In its early pages, the book lingers on Gilman’s tender side. The father-teacher holds his 5-year-old daughter up to a window to see the wonder of the stormy night sky as well as its terror. In his attic studio, he play-acts the circus ringmaster for her and her brother and sister. But like many an artistic parent, he is also sometimes selfish, forcing the teenage Priscilla into the role of a “mature, adult caregiver” who soothed him when he exploded in rage or anomie.

As Gilman’s marriage deteriorates, the explosions become more forceful. His wife—Ms. Gilman’s mother, the super-agent Lynn Nesbit—grows impatient with his habits. When the couple separates in 1980, he falls apart. Ms. Gilman portrays her father during this period as a fragile depressive. He is also clownishly out of touch. To protect her from the spectacle of an undulating Mick Jagger, he shouts “get this jackass off the screen” during the trailer for a Rolling Stones concert film. Ms.

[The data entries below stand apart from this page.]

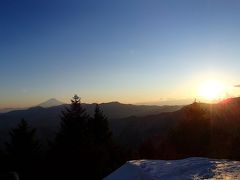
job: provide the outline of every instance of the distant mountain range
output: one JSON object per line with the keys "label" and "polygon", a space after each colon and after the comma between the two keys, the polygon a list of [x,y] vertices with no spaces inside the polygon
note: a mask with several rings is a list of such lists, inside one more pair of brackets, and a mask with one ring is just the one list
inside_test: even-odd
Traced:
{"label": "distant mountain range", "polygon": [[59,105],[62,105],[62,104],[65,104],[55,98],[51,98],[41,104],[38,104],[37,106],[40,106],[40,107],[43,107],[43,108],[48,108],[48,107],[53,107],[53,106],[59,106]]}
{"label": "distant mountain range", "polygon": [[[53,100],[52,102],[54,102]],[[51,101],[50,101],[51,102]],[[56,101],[55,101],[56,102]],[[48,103],[46,103],[48,105]],[[41,104],[40,104],[41,105]],[[45,105],[45,104],[44,104]],[[86,111],[93,115],[95,104],[82,104]],[[211,115],[213,121],[224,121],[226,126],[234,126],[240,122],[240,98],[231,98],[218,104],[200,103],[201,107]],[[17,126],[24,118],[36,127],[40,136],[51,138],[58,130],[61,111],[69,105],[53,107],[32,107],[0,114],[0,137],[6,136],[10,128]],[[147,138],[166,133],[186,116],[187,106],[148,106],[110,102],[100,104],[114,138],[128,146],[138,146]]]}

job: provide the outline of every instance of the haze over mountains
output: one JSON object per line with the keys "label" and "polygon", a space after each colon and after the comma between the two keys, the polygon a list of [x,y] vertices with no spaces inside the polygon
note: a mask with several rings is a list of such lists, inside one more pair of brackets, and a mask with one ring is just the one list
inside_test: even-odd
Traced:
{"label": "haze over mountains", "polygon": [[[58,101],[51,100],[48,102]],[[51,103],[50,103],[51,104]],[[240,98],[231,98],[218,104],[198,103],[216,124],[227,122],[227,127],[240,122]],[[44,106],[48,103],[44,103]],[[0,133],[8,132],[16,127],[21,118],[33,127],[38,133],[48,136],[59,128],[61,111],[69,105],[53,107],[32,107],[26,110],[11,111],[0,114]],[[95,104],[82,104],[86,111],[93,115]],[[187,106],[147,106],[121,104],[119,102],[100,104],[104,114],[109,119],[114,137],[128,146],[138,146],[147,138],[154,135],[165,134],[176,126],[177,122],[186,117]],[[218,119],[221,119],[219,121]],[[7,131],[6,131],[7,130]]]}

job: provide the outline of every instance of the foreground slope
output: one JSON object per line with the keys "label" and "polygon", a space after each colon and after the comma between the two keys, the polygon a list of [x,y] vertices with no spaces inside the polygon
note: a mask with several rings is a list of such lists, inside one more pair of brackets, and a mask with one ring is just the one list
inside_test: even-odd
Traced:
{"label": "foreground slope", "polygon": [[128,161],[105,180],[240,179],[240,161],[191,157]]}

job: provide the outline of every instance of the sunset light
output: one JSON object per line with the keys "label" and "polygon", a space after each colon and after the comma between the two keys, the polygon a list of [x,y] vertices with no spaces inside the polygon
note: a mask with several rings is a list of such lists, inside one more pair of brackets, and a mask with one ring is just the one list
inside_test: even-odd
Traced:
{"label": "sunset light", "polygon": [[205,81],[199,87],[199,96],[205,100],[219,100],[224,95],[224,84],[216,80]]}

Gilman sets a number of weepy father-daughter scenes at midcentury movies like Elia Kazan’s “A Tree Grows in Brooklyn.” The critic has a heart!

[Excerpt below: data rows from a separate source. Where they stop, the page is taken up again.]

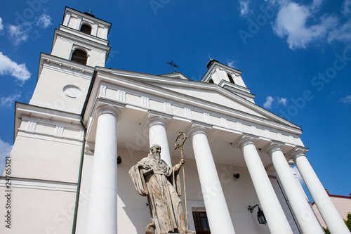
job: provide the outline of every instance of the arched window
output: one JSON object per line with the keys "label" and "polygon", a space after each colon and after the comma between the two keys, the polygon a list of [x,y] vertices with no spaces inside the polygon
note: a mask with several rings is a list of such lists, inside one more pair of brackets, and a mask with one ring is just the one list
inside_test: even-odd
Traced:
{"label": "arched window", "polygon": [[86,65],[86,60],[88,59],[88,55],[86,52],[77,48],[75,49],[72,54],[71,61],[77,62],[82,65]]}
{"label": "arched window", "polygon": [[232,75],[229,73],[227,73],[227,75],[228,76],[229,80],[230,81],[231,83],[235,84],[234,82],[233,77],[232,77]]}
{"label": "arched window", "polygon": [[81,25],[81,32],[90,35],[91,34],[91,27],[86,24]]}

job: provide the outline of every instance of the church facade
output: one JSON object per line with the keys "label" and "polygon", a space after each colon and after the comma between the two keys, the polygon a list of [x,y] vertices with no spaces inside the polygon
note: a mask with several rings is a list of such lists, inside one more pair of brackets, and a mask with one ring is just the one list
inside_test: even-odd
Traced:
{"label": "church facade", "polygon": [[150,204],[128,171],[154,144],[168,166],[178,164],[183,132],[189,230],[324,233],[296,164],[331,233],[349,233],[308,162],[300,128],[255,104],[241,71],[211,59],[195,82],[105,67],[110,27],[66,8],[51,54],[41,54],[32,99],[15,106],[12,223],[0,233],[145,233]]}

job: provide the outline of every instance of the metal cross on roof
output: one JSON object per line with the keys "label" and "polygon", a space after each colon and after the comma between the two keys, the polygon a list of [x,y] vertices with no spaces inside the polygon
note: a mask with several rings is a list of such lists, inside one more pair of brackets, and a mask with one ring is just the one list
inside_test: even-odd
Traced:
{"label": "metal cross on roof", "polygon": [[176,72],[176,67],[179,67],[179,66],[178,65],[176,65],[176,63],[174,63],[174,62],[173,60],[171,60],[170,62],[167,62],[167,64],[168,64],[169,65],[171,65],[173,67],[173,72]]}

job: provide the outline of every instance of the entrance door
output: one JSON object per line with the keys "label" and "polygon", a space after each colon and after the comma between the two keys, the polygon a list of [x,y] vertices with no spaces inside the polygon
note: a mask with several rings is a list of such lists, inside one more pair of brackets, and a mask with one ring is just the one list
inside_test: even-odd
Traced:
{"label": "entrance door", "polygon": [[192,212],[197,234],[211,234],[206,212]]}

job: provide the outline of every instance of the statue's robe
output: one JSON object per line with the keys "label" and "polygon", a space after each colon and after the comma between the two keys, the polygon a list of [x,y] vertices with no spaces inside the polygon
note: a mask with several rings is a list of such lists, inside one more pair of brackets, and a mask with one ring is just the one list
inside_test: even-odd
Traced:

Central to the divorce is what Gilman describes in “Faith, Sex, Mystery,” a 1987 memoir of his conversion from Judaism to Catholicism years earlier, as his sexual “perversion”—his longing to be “overpowered,” and humiliated, “by women stronger than he.” Even so, what upset Ms. Gilman most about the book, published when she was 16, is not the sex part or the scandal it created but her father’s flaunting his own unhappiness in prose. I’m sympathetic to her complaint. Yet I also hope that it will not sway people from reading “Faith, Sex, Mystery” (or Gilman’s work in general), as that book’s self-indicting character, like its radical belief in the attachment of the self to religion and art, is authentic and enduring.

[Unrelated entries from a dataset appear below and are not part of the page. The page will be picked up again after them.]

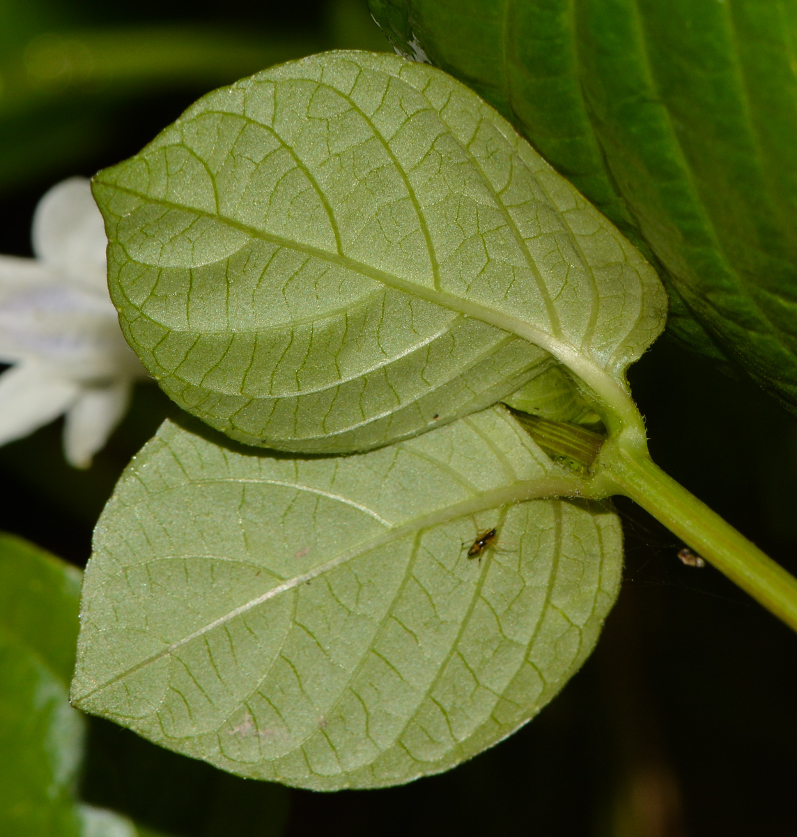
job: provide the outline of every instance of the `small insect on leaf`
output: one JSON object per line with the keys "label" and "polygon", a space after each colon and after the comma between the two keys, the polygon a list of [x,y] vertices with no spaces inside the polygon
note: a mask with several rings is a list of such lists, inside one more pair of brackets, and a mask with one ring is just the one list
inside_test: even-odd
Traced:
{"label": "small insect on leaf", "polygon": [[688,547],[678,552],[678,558],[681,563],[687,567],[705,567],[706,562],[699,556],[696,555]]}
{"label": "small insect on leaf", "polygon": [[476,536],[476,540],[470,545],[467,550],[467,557],[469,558],[478,558],[488,547],[491,547],[495,543],[497,537],[498,530],[494,528],[485,529],[483,531],[480,531]]}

Ms. Gilman grows up. She faces health crises, her own and those of people close to her. Her marriage ends; she leaves a teaching job at Vassar and becomes a writer. Meanwhile her father finds late-life happiness. He falls in love with a Japanese scholar and begins living part-time in Japan. He finishes his Chekhov book. He is then diagnosed with stage 4 cancer (he’s a chain smoker). Ms. Gilman again becomes his caretaker, or one of them. In a tragicomic scene, he complains that the doctors are “reviewing” him. But he also worries about his legacy, that he hadn’t done enough, written enough, or written the right things.

In class, Gilman could be imperious, avuncular or indifferent. Yet he could also display unexpected generosity. Once, trying to figure out things as a young writer, I asked him how he chose the subjects for his books. “There was an empty place in my shelf,” he said.

He was drawn to the unseen, to ghosts. “The Critic’s Daughter” ends with Gilman quoting Hamlet: “Things standing thus unknown, shall live behind me . . .”

I still feel that way about my teacher too.

Rachel Shteir is the author of “Betty Friedan: Magnificent Disrupter,” forthcoming in the Yale Jewish Lives series.